How might histone hyperacetylation facilitate
GAL4-VP16-dependent recruitment of the transcription
apparatus in the context of ATP-dependent nucleosome
mobility? While it is possible that hyperacetylation of chromatin could
help recruitment by extending the range or efficiency of nucleosome
remodeling by NURF, we did not observe significant enhancement of
nucleosome mobility under saturating NURF conditions, as measured by
MNase and restriction enzyme digestions. Moreover, histone
hyperacetylation of chromatin did not promote the binding of the GAL4
activator, shown in a previous study (99), since effects on activator
binding were bypassed in our experiments by the use of saturating
amounts of GAL4-VP16. Rather, we favor two nonexclusive mechanisms by
which chromatin modification could facilitate recruitment of the
transcription apparatus. It is possible that histone hyperacetylation
could decondense the higher order folding of nucleosome arrays in a manner not readily detectable by probing MNase or restriction endonucleases. Such a view is consistent with studies in which histone
hyperacetylation was found to unfold arrays of 5 S nucleosomes and
dramatically enhance transcription by RNA polymerase III (100). Alternatively, histone H4 hyperacetylation could directly enhance recruitment of the general transcription factor TFIID to promoter chromatin through increased affinity for the bromodomains of the TAFII250 subunit (101).

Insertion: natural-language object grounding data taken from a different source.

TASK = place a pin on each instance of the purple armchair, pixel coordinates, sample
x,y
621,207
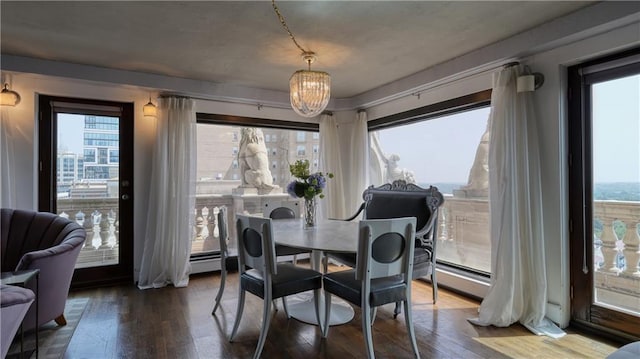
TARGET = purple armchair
x,y
14,303
48,242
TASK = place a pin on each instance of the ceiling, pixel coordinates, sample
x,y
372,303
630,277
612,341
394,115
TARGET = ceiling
x,y
362,44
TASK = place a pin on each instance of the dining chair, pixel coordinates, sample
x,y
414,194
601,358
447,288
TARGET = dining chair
x,y
262,276
401,199
223,231
384,266
284,210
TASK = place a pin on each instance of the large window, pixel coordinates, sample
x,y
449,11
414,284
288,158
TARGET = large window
x,y
219,171
604,197
443,145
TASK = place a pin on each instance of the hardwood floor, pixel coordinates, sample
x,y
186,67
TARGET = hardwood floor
x,y
125,322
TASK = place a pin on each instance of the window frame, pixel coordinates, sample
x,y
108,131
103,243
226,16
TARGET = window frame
x,y
464,103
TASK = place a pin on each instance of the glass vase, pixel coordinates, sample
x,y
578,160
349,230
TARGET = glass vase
x,y
309,214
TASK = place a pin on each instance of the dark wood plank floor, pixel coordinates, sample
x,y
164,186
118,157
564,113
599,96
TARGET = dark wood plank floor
x,y
125,322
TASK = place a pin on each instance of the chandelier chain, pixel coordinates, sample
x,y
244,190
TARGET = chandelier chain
x,y
284,24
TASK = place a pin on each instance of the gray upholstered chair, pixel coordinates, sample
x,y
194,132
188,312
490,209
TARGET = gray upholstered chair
x,y
223,231
14,303
47,242
382,274
262,276
401,199
284,210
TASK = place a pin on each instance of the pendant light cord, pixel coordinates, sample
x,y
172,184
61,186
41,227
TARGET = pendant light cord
x,y
284,24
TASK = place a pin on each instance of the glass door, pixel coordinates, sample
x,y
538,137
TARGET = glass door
x,y
86,177
604,197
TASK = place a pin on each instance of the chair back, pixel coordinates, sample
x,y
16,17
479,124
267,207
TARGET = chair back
x,y
385,248
401,199
281,209
256,248
223,229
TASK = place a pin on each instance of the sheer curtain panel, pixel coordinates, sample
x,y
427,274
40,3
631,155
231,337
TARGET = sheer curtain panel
x,y
333,205
518,290
170,221
7,165
359,157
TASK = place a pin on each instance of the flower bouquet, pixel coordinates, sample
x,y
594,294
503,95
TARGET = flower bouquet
x,y
308,186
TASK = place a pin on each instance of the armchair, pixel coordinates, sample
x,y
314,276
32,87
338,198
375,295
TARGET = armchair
x,y
401,199
47,242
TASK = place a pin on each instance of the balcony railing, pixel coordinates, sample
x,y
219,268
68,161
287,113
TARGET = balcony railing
x,y
463,236
617,254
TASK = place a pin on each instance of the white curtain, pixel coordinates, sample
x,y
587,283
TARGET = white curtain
x,y
359,163
170,221
518,289
333,205
7,165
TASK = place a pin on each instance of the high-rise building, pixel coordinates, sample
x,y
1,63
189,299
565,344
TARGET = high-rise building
x,y
101,148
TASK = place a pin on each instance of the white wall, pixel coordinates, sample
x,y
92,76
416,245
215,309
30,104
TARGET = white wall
x,y
550,106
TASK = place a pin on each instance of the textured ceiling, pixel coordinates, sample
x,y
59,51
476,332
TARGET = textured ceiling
x,y
362,44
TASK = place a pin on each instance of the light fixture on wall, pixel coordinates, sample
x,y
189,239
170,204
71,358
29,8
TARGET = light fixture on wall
x,y
9,97
309,91
149,110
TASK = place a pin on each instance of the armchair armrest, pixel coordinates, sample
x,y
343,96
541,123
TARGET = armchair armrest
x,y
360,209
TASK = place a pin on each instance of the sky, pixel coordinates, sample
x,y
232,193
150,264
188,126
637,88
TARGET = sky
x,y
70,133
616,130
442,150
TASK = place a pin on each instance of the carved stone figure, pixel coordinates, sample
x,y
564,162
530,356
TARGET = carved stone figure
x,y
253,160
478,183
396,173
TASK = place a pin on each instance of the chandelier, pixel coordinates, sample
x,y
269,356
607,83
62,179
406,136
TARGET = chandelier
x,y
309,91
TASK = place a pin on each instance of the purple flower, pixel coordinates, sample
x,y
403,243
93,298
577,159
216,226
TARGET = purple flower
x,y
317,180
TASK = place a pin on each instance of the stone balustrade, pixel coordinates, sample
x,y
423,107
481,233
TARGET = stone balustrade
x,y
617,254
463,236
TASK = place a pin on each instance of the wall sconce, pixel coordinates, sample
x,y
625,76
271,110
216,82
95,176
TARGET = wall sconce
x,y
9,97
149,110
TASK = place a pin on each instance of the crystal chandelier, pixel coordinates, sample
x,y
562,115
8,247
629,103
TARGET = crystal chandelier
x,y
309,91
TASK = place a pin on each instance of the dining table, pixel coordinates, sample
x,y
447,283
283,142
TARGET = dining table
x,y
325,236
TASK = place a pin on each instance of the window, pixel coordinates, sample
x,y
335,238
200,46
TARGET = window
x,y
89,155
431,149
604,201
218,170
114,156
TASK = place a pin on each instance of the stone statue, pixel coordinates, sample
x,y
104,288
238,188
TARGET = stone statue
x,y
254,161
396,173
478,183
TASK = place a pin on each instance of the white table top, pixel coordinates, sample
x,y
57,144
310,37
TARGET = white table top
x,y
328,235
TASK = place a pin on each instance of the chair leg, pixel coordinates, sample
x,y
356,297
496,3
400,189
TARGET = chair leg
x,y
284,306
434,283
397,309
327,313
238,314
223,279
409,322
60,320
374,311
266,320
316,300
366,330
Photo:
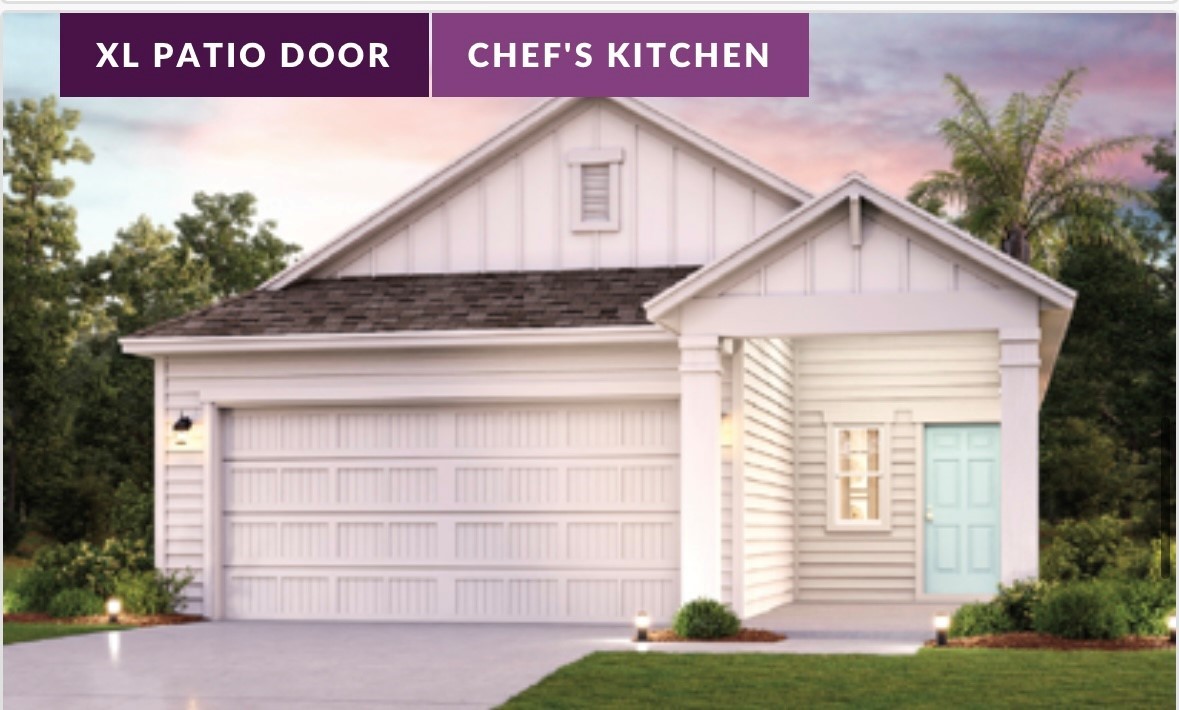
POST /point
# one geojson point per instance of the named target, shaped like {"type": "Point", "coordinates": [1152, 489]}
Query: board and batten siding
{"type": "Point", "coordinates": [902, 382]}
{"type": "Point", "coordinates": [768, 406]}
{"type": "Point", "coordinates": [180, 380]}
{"type": "Point", "coordinates": [676, 206]}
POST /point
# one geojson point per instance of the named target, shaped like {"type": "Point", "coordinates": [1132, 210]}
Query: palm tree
{"type": "Point", "coordinates": [1012, 179]}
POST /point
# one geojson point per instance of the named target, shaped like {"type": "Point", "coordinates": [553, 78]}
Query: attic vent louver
{"type": "Point", "coordinates": [594, 194]}
{"type": "Point", "coordinates": [594, 202]}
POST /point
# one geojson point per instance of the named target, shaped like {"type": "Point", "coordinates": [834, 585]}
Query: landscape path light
{"type": "Point", "coordinates": [641, 625]}
{"type": "Point", "coordinates": [942, 628]}
{"type": "Point", "coordinates": [113, 609]}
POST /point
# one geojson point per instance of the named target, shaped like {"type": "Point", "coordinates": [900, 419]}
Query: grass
{"type": "Point", "coordinates": [933, 678]}
{"type": "Point", "coordinates": [22, 632]}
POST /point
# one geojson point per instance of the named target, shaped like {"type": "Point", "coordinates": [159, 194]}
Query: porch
{"type": "Point", "coordinates": [913, 622]}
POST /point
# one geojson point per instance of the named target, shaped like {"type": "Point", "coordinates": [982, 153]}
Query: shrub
{"type": "Point", "coordinates": [1146, 604]}
{"type": "Point", "coordinates": [981, 618]}
{"type": "Point", "coordinates": [94, 567]}
{"type": "Point", "coordinates": [1084, 550]}
{"type": "Point", "coordinates": [31, 590]}
{"type": "Point", "coordinates": [1082, 610]}
{"type": "Point", "coordinates": [705, 618]}
{"type": "Point", "coordinates": [74, 603]}
{"type": "Point", "coordinates": [12, 602]}
{"type": "Point", "coordinates": [151, 592]}
{"type": "Point", "coordinates": [1018, 603]}
{"type": "Point", "coordinates": [1144, 559]}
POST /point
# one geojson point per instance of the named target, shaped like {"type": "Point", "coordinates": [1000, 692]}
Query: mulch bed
{"type": "Point", "coordinates": [125, 619]}
{"type": "Point", "coordinates": [748, 636]}
{"type": "Point", "coordinates": [1028, 639]}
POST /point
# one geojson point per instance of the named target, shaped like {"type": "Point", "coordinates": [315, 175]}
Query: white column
{"type": "Point", "coordinates": [700, 467]}
{"type": "Point", "coordinates": [1019, 367]}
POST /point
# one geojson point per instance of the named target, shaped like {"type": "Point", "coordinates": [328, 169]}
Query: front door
{"type": "Point", "coordinates": [961, 508]}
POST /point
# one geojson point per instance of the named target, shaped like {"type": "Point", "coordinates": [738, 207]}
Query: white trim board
{"type": "Point", "coordinates": [397, 340]}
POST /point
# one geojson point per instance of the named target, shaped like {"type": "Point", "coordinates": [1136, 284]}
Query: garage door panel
{"type": "Point", "coordinates": [604, 482]}
{"type": "Point", "coordinates": [584, 540]}
{"type": "Point", "coordinates": [527, 512]}
{"type": "Point", "coordinates": [500, 429]}
{"type": "Point", "coordinates": [459, 596]}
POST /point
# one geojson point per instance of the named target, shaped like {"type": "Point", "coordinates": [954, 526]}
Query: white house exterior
{"type": "Point", "coordinates": [603, 363]}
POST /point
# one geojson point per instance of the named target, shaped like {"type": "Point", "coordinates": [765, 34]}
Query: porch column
{"type": "Point", "coordinates": [1019, 367]}
{"type": "Point", "coordinates": [700, 467]}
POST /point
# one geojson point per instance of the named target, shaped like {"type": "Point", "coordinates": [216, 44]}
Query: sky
{"type": "Point", "coordinates": [877, 92]}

Thus, the recruitment of the transcription apparatus by GAL-4VP16 could
be assisted by at least three distinct, chromatin-based processes: 1)
the repositioning or sliding of nucleosomes to distal locations,
mediated by the GAL4 DNA binding domain and catalyzed by NURF, 2) the
unfolding of higher order structure caused by histone hyperacetylation,
and 3) the increased binding of TFIID to hyperacetylated nucleosomes.
For the GAL4-UAS-minimal E4 promoter, the disposition of nucleosomes
over promoter sequences may render nucleosome repositioning obligatory
for activation, despite higher order unfolding, thus creating the
observed regulatory hierarchy. While such a scenario may be envisaged
for some gene promoters, it is likely that other gene promoters may
possess intrinsic mechanical properties and a series of DNA
cis-regulatory elements that dictate a different
hierarchical order (and a different set) of chromatin modifications.
Our present findings should provide a useful foundation for future
studies to elucidate the multistep process of activating natural
promoters in the context of chromatin.